[HISTORY: Adopted by the Board of Supervisors of Pierce County by Ord. No. 85-1. Amendments noted where applicable.]
[Amended by Ord. No. 94-6]
No person shall issue any check or other order for the payment of money less than $1,000 which, at the time of issuance, he or she intends should not be paid.
Any of the following is prima facie evidence that the person at the time he or she issued the check or other order for the payment of money intended it should not be paid:
Proof that at the time of issuance the person did not have an account with the drawee;
Proof that, at the time of issuance, the person did not have sufficient funds or credit with the drawee and that the person failed within five days after receiving notice of nonpayment or dishonor to pay the check or other order; or
Proof that, when presentment was made within a reasonable time, the person did not have sufficient funds or credit with the drawee and the person failed within five days after receiving notice of nonpayment or dishonor to pay the check or other order.
Refusal to accept or failure to receive notice of nonpayment or dishonor mailed by first class mail to such person's last known address or the address shown on the face of the check or other order shall not be a defense to the charge of issuance of a worthless check, contrary to § 129-1 of this chapter.
This chapter does not apply to a postdated check or to a check given for a past consideration, except a payroll check.
Any person who violates this chapter shall, upon conviction, be subject to a forfeiture of not more than $500 together with costs of prosecution and penalty assessment and, in default of payment of such forfeiture and costs, shall be subject to imprisonment in the county jail until such forfeiture and costs are paid, but not to exceed 30 days.

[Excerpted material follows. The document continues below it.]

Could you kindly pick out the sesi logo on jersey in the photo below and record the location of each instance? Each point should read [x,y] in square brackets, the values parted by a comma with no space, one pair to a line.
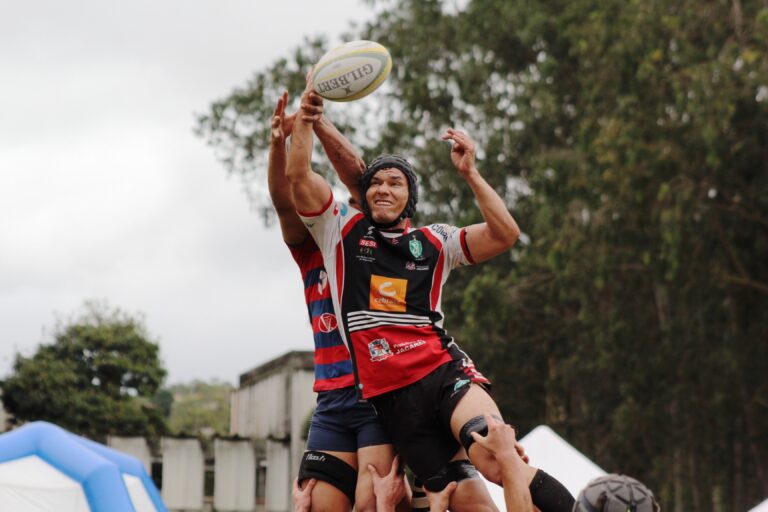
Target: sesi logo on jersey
[388,293]
[379,350]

[Added 8-24-2003 by Ord. No. 03-16]
In addition to § 129-5, whoever is in violation of this county ordinance shall be ordered to pay restitution for the amount of the worthless check in a time period to be determined by the court, not to exceed 120 days. If restitution is not paid in the time allotted by the court, the person in violation shall be subject to a civil judgment in favor of the party who took the check.